AI Ad Spending to Hit $32B in 2026, Most via Search Listings
Over 80% of AI advertising dollars will flow through paid search teams managing listings alongside AI-generated results, not chatbot placements.
US advertising spending on AI platforms will reach $32.03 billion in 2026—nearly triple the 2025 total—and climb past $68 billion by 2030, according to eMarketer's May forecast. But the money is not going where many marketers expected.
More than 80% of that spending in 2026 will run through traditional paid search listings that appear alongside AI-generated results like Google's AI Overviews, rather than ads embedded directly in chatbot conversations. Even by 2030, eMarketer projects search-adjacent formats will still capture 58.6% of all US AI advertising dollars.
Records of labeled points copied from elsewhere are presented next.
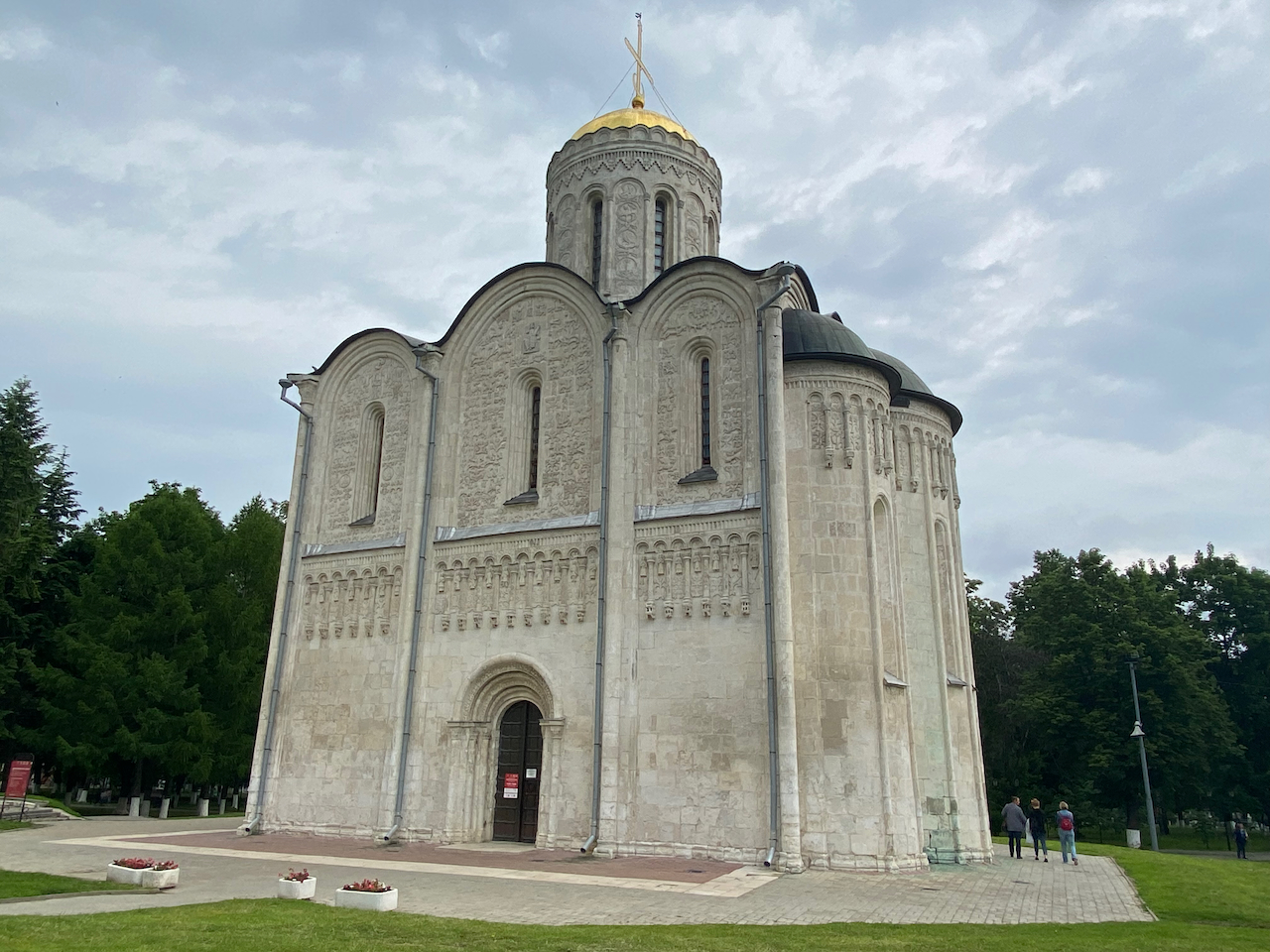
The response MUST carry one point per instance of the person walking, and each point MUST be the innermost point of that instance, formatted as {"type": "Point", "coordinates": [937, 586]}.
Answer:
{"type": "Point", "coordinates": [1241, 842]}
{"type": "Point", "coordinates": [1015, 825]}
{"type": "Point", "coordinates": [1066, 832]}
{"type": "Point", "coordinates": [1037, 826]}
The finding carries immediate implications for marketing organizations: the teams currently managing paid search are already operating the infrastructure that will handle the majority of AI ad exposure. Existing keyword strategies, bidding systems, and copy testing frameworks transfer directly to this environment.
Why it matters
CMOs weighing whether to build separate AI advertising functions may find the capability already exists in-house. Rather than representing a platform shift requiring new expertise, AI advertising is emerging as an extension of paid search—a channel most brands have managed for two decades. The forecast suggests investment should focus on adapting current teams rather than building parallel structures.
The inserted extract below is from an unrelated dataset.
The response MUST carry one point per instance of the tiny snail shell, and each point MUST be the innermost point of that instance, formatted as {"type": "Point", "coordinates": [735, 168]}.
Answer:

AI platforms expand search occasions
The spending growth reflects measurable shifts in user behavior. The number of US AI users will nearly double between 2023 and 2026, per eMarketer, while total US online discovery time has grown 12% over the past 18 months based on the firm's analysis of Comscore data.
Crucially, AI platforms appear to be expanding the total number of search occasions rather than cannibalizing existing ones. Principal analyst Nate Elliott, speaking at eMarketer's Ad Buyer Strategies Summit, described AI as competing for attention alongside retail, social, and search rather than replacing them. The forecast assumes a growing surface area of purchase intent, not a zero-sum battle for fixed attention.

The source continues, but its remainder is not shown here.